SFG has been working with the Blue Halo Initiative  since 2014, and my field visits to Montserrat and Antigua and Barbuda showed me just how diverse the Initiative’s sites and programs really are. My guide and companion for my two-week trip was Andy Estep, the Waitt Institute’s Science & Field Manager, who has lived and worked in the Caribbean for several years. 

We began in Antigua, where we met with Dr. Brian Cooper and Jasiel Murphy at National Parks Antigua’s (NPA) Environment Unit. In addition to managing the large terrestrial national parks system, NPA is also keen to learn more about the coastal marine habitat within park boundaries. To that end, Andy, Jasiel and I spent a morning scoping the reefs, seagrass, and mangrove areas within Nelson’s Dockyard National Park, snorkeling and free-diving where possible, and taking geotagged photos that we later uploaded to Google maps to get a better spatial understanding of the underwater environment. As is common with many reefs in the Caribbean, there were large tracts of dead elkhorn coral (Acropora palmata) stands, likely wiped out during the mass mortality of Acroporid corals in the late 1970s and early 1980s. However, there were also several younger stands of elkhorn coral that showed promising signs of recovery. The Waitt Institute is currently exploring a partnership with NPA to conduct underwater surveys to get a quantitative view of the coastal ecosystems. The surveys will involve estimating sizes and counting fish, and photographing and recording other details about the marine environment. 
acropora coral
Our next stop was Barbuda, the sister island of Antigua.
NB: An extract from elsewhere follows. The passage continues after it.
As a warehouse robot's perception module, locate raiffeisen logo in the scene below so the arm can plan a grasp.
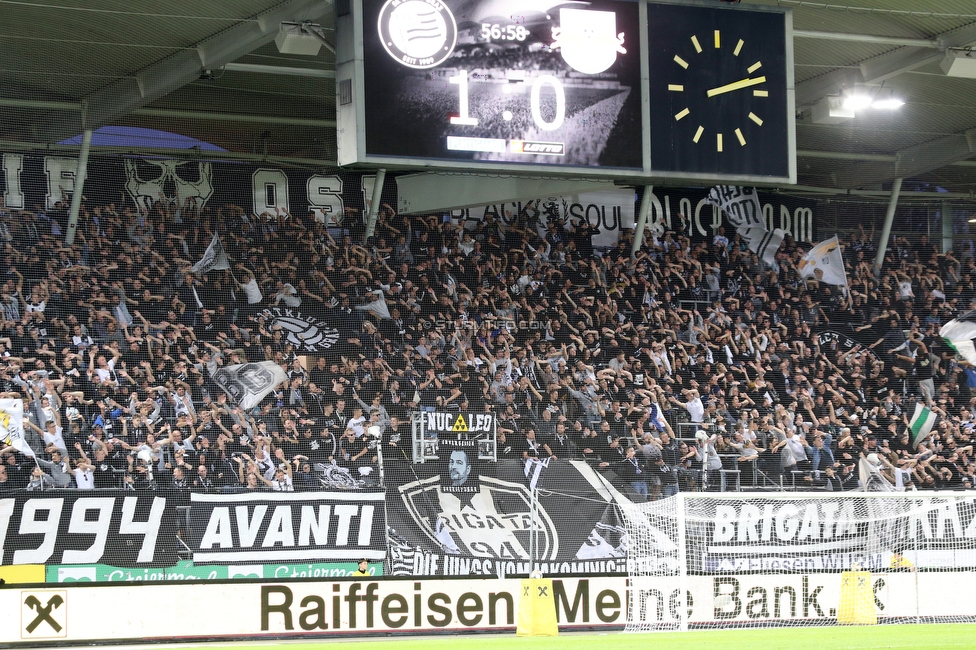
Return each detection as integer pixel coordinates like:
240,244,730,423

Though the islands may be twins, each has a distinct look, and the juxtaposition is easy to see from the air when flying from one to the other. Antigua, a lush island with green hills, has been extensively developed, whereas Barbuda, a very flat island with scrubby vegetation, has very little development. Our goal in Barbuda was to collect lobster data and help install the remaining Blue Halo zone-markers, demarcating the edge of one of the fish sanctuary areas. The morning after our arrival, we visited the impressive Barbuda Fisheries Division building, where fisheries officers were sorting lobsters and checking them for eggs before boxing them for export to Guadalupe. By the time we arrived, lobsters were already coming in thick and fast, so Andy gloved-up and started measuring, while I recorded the data. We recorded a single measurement of carapace length for each lobster, also noting its sex and maturity. These measurements are critical inputs for fishery assessments, and SFG is currently working on an assessment of Barbuda’s lobster fishery to determine if the current level of fishing is sustainable. 

After the lobsters had caught their flight to Guadalupe, we headed off on a bumpy truck ride to the eastern, more remote side of Barbuda. There we helped fisheries officers install the final boundary-zone post denoting the southern limit of the Two Foot Bay sanctuary zone. These posts are clearly visible from the ocean and mark edges of the zones, such as coastal sanctuaries, where fishing is prohibited or restricted. Barbuda was the first island to be part of the Blue Halo Initiative, and these boundary posts are a crucial first step in implementing and enforcing the zones.

Our final destination was Montserrat. The lush, green north of the island stands in stark contrast to the south, where volcanic eruptions, starting in 1995, have rendered more than half the island uninhabitable and off-limits. While in Montserrat, we attended the Blue Halo Steering Committee meeting focused on where and how to delineate marine reserves and other zones in Montserrat’s territorial waters. Though Montserrat is a small island with only a few full-time fishers, a recent fisheries assessment conducted by SFG concluded that some species are currently being fished at unsustainable levels. At the meeting, I gave a brief presentation outlining the benefits of and guidelines for designing marine reserves, highlighting that reserves can form an important part of a sustainable ocean-use policy, eventually leading to increased catches for fishers.

Will McClintock from the Seasketch lab kicked off the zoning discussions, encouraging members of the Steering Committee to help inform where zones should be located and what type they should be (e.g. no-take zones, no-net zones, shipping lanes). After a morning’s work, the committee was well acquainted with the process and had drawn preliminary zones in three areas. Throughout the week, Will and his team followed up with individual committee members to produce a collection of maps in Seasketch that will aid the zoning process. 

On our last day in Montserrat, Andy and I set off to the southwest coast of the island on a mission to find a seamount that we had observed on a global dataset, but does not appear on any local maps. Despite our best efforts, our search led us only to blue water, so we settled for a dive around the relatively undisturbed reefs at the southern end of the island. The volcano has dumped sediment, ash, and in some cases, volcanic boulders on Montserrat’s reefs, but the reef we saw was still fairly lively and vibrant. In a world where coral reefs are under ever increasing pressure from stressors such as climate change, development, and overfishing, it was reassuring to see that Montserrat’s reefs have made it through such an extreme event.